O menino, o olhar e as lembranças.
Carlos Alberto dos Santos Dutra
Ah! Como o tempo voa. E as lembranças, de quando em vez, tomam de assalto nossa memória e nos fazem novamente pensar o quanto avançaram os nossos passos no rumo de uma estrada chamada felicidade. E isso muito nos conforta.
Com certeza, ele não lembra. Era um tempo que meus cabelos ainda eram pretos e longos. Corria o ano dois mil e dois, e havia mudado há pouco para o centro da cidade. Época que tínhamos o hábito salutar de conversar: um vizinho podia visitar o outro sem dificuldade alguma. Uma época onde o celular ainda era uma raridade distante. E a comunicação acontecia tête-à-tête e muito próxima do coração.

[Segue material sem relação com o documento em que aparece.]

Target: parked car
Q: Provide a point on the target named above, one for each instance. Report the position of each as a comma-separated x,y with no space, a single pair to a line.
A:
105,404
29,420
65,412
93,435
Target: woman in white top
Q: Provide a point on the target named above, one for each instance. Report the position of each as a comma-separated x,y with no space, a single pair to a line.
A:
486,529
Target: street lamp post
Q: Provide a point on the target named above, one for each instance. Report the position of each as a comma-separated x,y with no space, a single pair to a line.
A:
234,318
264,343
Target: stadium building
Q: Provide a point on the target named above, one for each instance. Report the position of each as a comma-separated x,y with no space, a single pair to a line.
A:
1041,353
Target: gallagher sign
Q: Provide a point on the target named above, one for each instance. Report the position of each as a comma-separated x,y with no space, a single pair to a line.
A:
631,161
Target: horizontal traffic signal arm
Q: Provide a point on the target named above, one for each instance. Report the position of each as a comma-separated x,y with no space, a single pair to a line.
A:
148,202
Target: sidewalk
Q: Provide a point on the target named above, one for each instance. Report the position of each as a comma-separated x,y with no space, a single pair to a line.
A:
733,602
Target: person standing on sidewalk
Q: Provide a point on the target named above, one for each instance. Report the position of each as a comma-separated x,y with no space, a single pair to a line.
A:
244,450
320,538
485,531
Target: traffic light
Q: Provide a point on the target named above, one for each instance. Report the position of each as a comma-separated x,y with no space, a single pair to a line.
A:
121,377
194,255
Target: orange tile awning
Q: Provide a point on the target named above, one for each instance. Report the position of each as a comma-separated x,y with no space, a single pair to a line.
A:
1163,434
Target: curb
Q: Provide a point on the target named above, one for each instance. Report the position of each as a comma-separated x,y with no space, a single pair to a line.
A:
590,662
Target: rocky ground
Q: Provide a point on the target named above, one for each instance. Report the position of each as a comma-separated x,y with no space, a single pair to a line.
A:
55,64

E ele estava lá, com mais ou menos cinco anos de idade, com seus olhinhos negros serelepes ao lado do pai, e a tudo observava. A conversa dos adultos girava em torno de causas judiciais, sociais e políticas; temas de predileção daquelas duas pessoas diferenciadas do restante daquela comunidade que emergia.
O bate papo despretensioso e desapaixonado fazia com que o diálogo se estendesse por horas, até o cair da tarde. Às vezes no meio fio da rua, outras vezes na varanda do amplo casarão onde o anfitrião educado recebia o amigo com modéstia e solicitude.
Homem calmo e dotado de cultura prática no campo que se especializara profissionalmente, vivia naquele lugar há mais tempo, e se permitia discorrer sobre temas da atualidade mostrando não somente a oratória que era possuidor, mas também que sabia ouvir e ponderar suas conclusões com o oponente.
E em meio essas longas conversas, o que acontecia no mais das vezes na presença da esposa e das filhas ainda pequenas, um par de ouvidos atentos se destacava entre os demais pelo interesse que demonstrava nos assuntos que eram debatidos em cada oportunidade.
E lá estavam, os olhos do menino, como que por encantamento, fixos sobre o semblante do visitante e seu pai, parecendo vislumbrar uma suposta aura de saber e conteúdo que os unia. Num dado momento, parecia que a criança comparava o cabelo do visitante com o seu, castanho escuro que lhe batia nos ombros. Uma espécie de cumplicidade visual os unia naquele momento.
Lembro que chegou a expressar algumas palavras na ocasião, falando em tom encabulado sobre aquele homem do cabelo grande, ou coisa parecida. Nesta época, muito apegado ao pai, se mantinha sempre ao lado, por vezes com os braços ao redor de seu pescoço, numa demonstração admirável de carinho e afeto, reveladora da dedicação e respeito que envolvia aquele filho e seu pai.
Hoje, passados mais de vinte anos, uma fotografia deste menino, postada no Facebook por uma de suas irmãs, me fez lembrar essa passagem, rápida e fugaz que me veio à mente. Lembrança que recupero na gaveta da memória entre os guardados que pavimentam a resiliência do edifício adulto que o menino e também nós construímos.
Imagem que ainda hoje marca o tempo que passou, e permanece, quiçá, nos sonhos e recordações que edificam e confortam. Sobremaneira naquelas noites que, de tempos em tempos, nos chegam, de súbito, lampejos da alma, em forma de escumas que sossobram sobre nosso travesseiro.
Para Pedro Galindo Passos (in memoriam) e Gregory, pelo seu aniversário.
Brasilândia/MS, 2 de outubro de 2022.